The research methodology and design that was used included semi-structured interviews from participants coming from 100 garment manufacturers; in conjunction with observation of the work environment. A survey was also conducted to solicit needed information on phyisical discomfort directly related to the performance of their tasks. The authors have apparently presented and analyzed the results through the use of descriptive statistics that provided an understanding of the presence, level, and extensiveness of ergonomics hazards or stressors in the work setting.
The findings revealed that there were stressors in the work place pertaining to temperature of the environment, specifically hot temperature; the color of wall or ceiling; noise; lack of ventilation; and lighting; which were presented as Table 1. The design of the seats used in terms of height, width, and depth, were also disclosed to be contributory stressors as not all chair designs conformed to the required standards. Concurrently, other work-related stressors which were found to be existed in garment manufacters’ work environment included stressors in task performance (repetitive motion, assuming poor postures, and poor ergonomic design). There were evident pain and discomfort reported in identified parts of the body: hips, ankle or feet, thighs, wrist, lower back, neck, upper back, and shoulder; as summarized in Table 3.

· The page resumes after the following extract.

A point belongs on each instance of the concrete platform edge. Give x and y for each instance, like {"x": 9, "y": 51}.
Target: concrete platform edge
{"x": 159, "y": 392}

Personal Analysis/Synthesis of the Article:
One strongly believes that the information contained in the article are beneficial to the readers, especially to stakeholders within the garment manufacturing industry, in general. The authors were able to present crucial and relevant information regarding the stressors that abound within the work environment, particularly focusing on ergonomics attributes and facets. The manner of presentation was highly effective in disclosing the gist of the study that was conducted; as well as in highlighting relevant findings through the use of tabular formats. The language used was comprehensible and audiences from varied backgrounds could easily understand the messages and main points being relayed. The objective of the study was therefore effectively achieved through the appropriate use of the research methodology and the findings were clearly expounded. It was also commendable that limitations to the study, which included the allegedly small sample size was noted and future research on the same subject was therefore recommended using a larger sample size to determine consistency and reliability in results. One is therefore convinced that the findings would prove to beneficial to garment manufacturers and workers in terms of providing opportunities for improvements, especially in the area of ergonomics, in their work environment.
Vandyck, E., & Fianu, D. (2012). The work practices and ergonomic problems experienced by garment workers in Ghana. International Journal of Consumer Studies, 36, 486–491.